Gottes Verheißungen, sein Volk zum Herrscher der Welt zu machen, scheiterten. Also musste er einen Sohn zeugen, der die Schlappe des Vaters ausbügeln sollte. Der Sohn wollte es anders machen als der Vater. Doch sein Widerstand – Herr, lass diesen Kelch an mir vorüber gehen – war schwach und mutlos.

Während es den heidnischen Söhnen in Hellas gelang, sich von der Tradition ihrer Väter zu trennen, gelang es dem allmächtigen Schöpfer, seinen Sohn zum Erfüllungsgehilfen seines Heils – das ihm selbst misslang – zu degradieren.

Im Neuen Testament werden die Kinder zu leicht verführbaren Hilfstruppen des Himmels. Lasset die Kinder zu mir kommen und wehret ihnen nicht, denn ihnen gehört das Reich der Himmel.

Nicht auf Erden sollen sie ein erfülltes Leben führen, fürs Jenseits sollen sie präpariert werden. Die Erde ist eine Transitstation, die schnell durchlaufen werden muss. Die unverständig eingeschätzten Kinder wurden zu Vorbildern des blinden Glaubens der Erwachsenen.

„Wer das Reich Gottes nicht annimmt wie ein Kind, wird nicht hineinkommen.“

Alles, was die Gläubigen auf Erden tun, tun sie nicht um ihretwillen, sondern um Seinetwillen.

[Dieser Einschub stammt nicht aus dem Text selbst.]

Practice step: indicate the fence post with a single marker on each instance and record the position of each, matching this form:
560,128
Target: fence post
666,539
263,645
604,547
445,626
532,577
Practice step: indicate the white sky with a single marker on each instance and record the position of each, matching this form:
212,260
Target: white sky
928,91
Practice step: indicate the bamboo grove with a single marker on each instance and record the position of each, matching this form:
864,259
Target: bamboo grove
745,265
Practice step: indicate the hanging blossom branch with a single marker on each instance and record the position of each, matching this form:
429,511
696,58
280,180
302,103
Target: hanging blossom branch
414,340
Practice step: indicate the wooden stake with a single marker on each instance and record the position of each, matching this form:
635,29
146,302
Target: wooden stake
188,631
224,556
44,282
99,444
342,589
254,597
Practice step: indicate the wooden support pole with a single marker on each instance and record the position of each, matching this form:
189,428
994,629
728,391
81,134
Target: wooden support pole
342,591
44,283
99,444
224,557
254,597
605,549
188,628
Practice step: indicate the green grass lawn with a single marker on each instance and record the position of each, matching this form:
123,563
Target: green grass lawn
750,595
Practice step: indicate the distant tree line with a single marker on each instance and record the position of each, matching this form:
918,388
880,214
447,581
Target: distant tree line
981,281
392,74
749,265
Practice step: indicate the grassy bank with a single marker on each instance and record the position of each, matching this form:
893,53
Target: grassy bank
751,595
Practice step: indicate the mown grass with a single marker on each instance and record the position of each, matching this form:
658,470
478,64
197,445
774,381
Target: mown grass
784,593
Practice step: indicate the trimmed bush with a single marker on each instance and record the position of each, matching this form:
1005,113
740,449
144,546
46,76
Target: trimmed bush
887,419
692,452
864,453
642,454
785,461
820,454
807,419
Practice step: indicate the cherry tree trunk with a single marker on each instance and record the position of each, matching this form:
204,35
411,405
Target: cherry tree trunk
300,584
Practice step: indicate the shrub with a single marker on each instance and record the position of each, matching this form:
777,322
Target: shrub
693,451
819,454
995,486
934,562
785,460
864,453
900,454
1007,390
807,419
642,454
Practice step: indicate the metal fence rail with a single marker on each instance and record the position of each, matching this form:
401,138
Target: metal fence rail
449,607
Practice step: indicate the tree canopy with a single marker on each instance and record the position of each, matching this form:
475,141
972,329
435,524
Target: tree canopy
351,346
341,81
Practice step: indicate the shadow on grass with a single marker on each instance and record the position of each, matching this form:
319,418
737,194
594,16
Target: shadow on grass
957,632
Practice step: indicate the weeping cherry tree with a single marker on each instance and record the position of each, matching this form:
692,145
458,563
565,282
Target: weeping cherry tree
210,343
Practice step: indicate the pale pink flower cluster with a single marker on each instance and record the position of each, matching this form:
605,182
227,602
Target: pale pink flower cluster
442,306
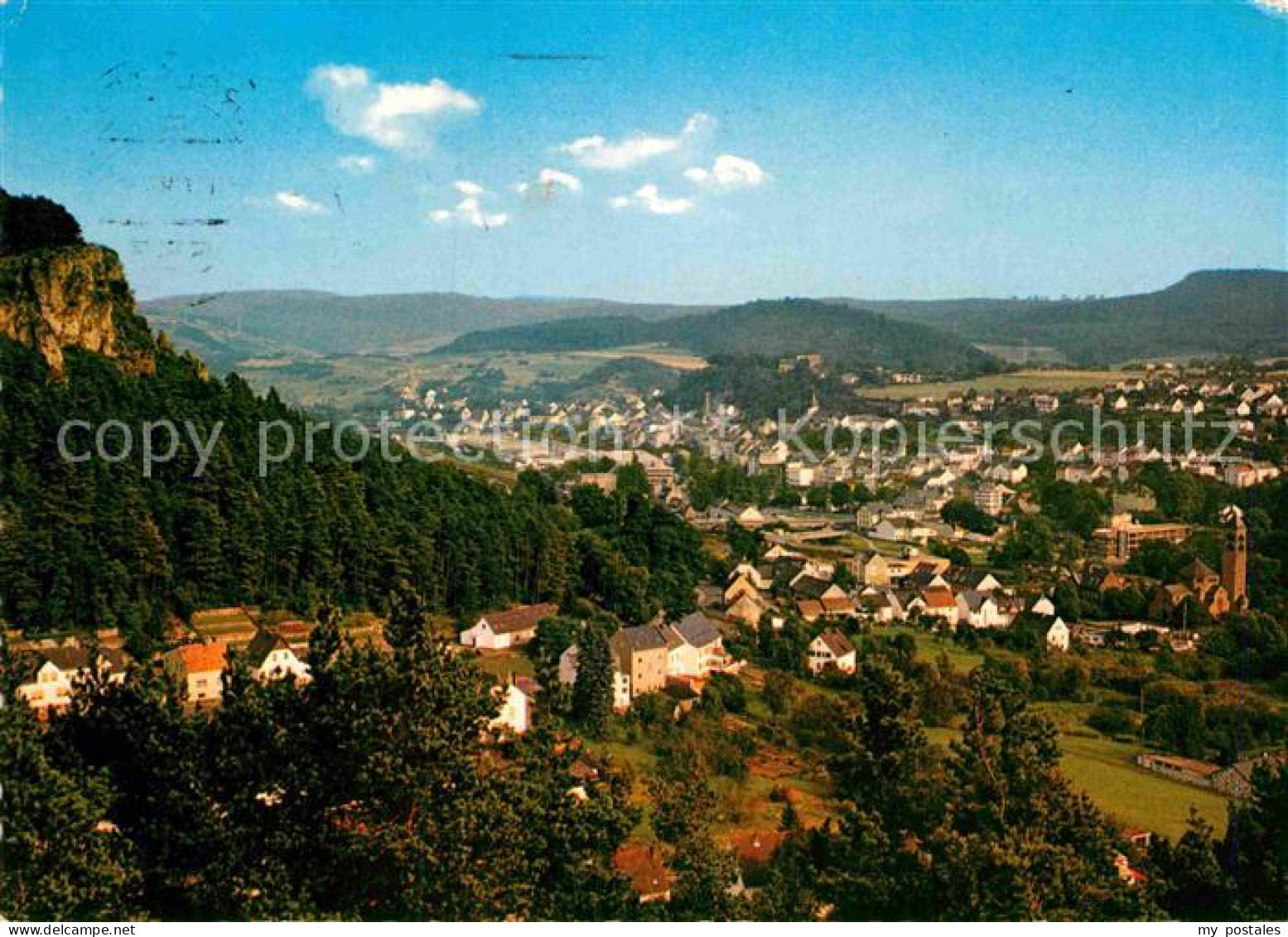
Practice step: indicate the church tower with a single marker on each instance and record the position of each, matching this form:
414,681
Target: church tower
1234,563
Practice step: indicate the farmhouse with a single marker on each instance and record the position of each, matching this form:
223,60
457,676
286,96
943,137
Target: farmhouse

„Alles, was ihr einem dieser Geringsten unter meinen Brüdern getan habt, habt ihr Mir getan. „Wer aber sein Leben verliert um meinetwillen, der wird’s finden.“ „Und wer Häuser oder Brüder oder Schwestern oder Vater oder Mutter oder Weib oder Kinder oder Äcker um meines Namens willen verlässt, der wird’s hundertfältig nehmen und das ewige Leben ererben.“

Hier sehen wir den geistlichen Ursprung des modernen Lösens. Wer sich um Gottes willen nicht von allen Dingen dieser Welt löst, ist des Teufels.

Das pralle, saftige Leben auf Erden wurde leer und ausgehöhlt. Alles muss um des Himmelreichs willen getan werden. Ohne Jenseits bleibt die Erde ein Nichts. Das wird zum Auftrag an das Abendland, durch Technik und Fortschritt die Erde selbsterfüllend zu ver-nicht-en.

Das Kind bleibt ohne Jenseits-Imprägnierung ein sündiges Nichts. Stirbt es ungetauft, erwartet es das Grauenhafte. Erst vor kurzem hob der Vatikan die Verdammung des ungetauft gestorbenen Kindes auf. Lutheraner halten sich bedeckt: „In bezug auf die Kinder der Heiden wagen wir es nicht, Hoffnung auf Seligkeit zu hegen“. Schon im Mutterleib wurde Johannes der Täufer mit dem Heiligen Geist erfüllt. Ohne den Geist wäre er ein satanischer Bengel geblieben.

Die FAZ, in ihrer Belobigung der Schreitherapie, lehnt Rousseaus Glauben an eine gute Natur als Blauäugigkeit ab. Der Mensch muss ein wildes Tier der Evolution sein, damit es mit heiligem Furor gezähmt werden kann. Hört ihr im Schreien der Kinder das frohlockende Gebrüll des Teufels?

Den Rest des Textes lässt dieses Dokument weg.